March 2006 – Vik's Blog

Update (9/25): A Short Presentation On This (forgot to link)
Update (5/06): An Algorithmic Update
Update (3/29): Added a Motivation section

Motivation

After reviewing the comments/emails I’ve received so far, I realized my article could make the motivation clearer. As I’ve mentioned in this post/comments, I agree with everyone regarding basic tagging – it’s by far the simplest way for any user to organize their media/text so that others can search/relate their content. I don’t see this ever going away. However, I decided to take a step back in this article and look at the issues with the current tagging model and examine an alternative method, namely hierarchical multi-labeling. Hierarchical multi-labeling solves many of the issues concerning basic tagging and should lend to better auto-tagging algorithms since it tells us how tags are related to each other. I definitely agree this isn’t something we should expect the average user to perform – but I do think power users and content aggregators like Google News could benefit greatly from this tagging model.
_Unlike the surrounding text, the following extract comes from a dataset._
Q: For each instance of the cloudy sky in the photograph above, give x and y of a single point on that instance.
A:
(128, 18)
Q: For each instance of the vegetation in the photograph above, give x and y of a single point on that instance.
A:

One of my goals this semester is to let anyone (most likely a hardcore geek) pass a tag network and training data (both represented as files) to my web service and I generate for them a classifier page (with a search box that takes in a webpage link or a string of words). Click ‘Classify’ and it’ll return the best set of tags for that input based off the training data examples. Services can use this to classify their news articles, emails, bookmarks, etc. Notice the grunt work (which isn’t too bad) is done by a geek, but all users can benefit from such a system.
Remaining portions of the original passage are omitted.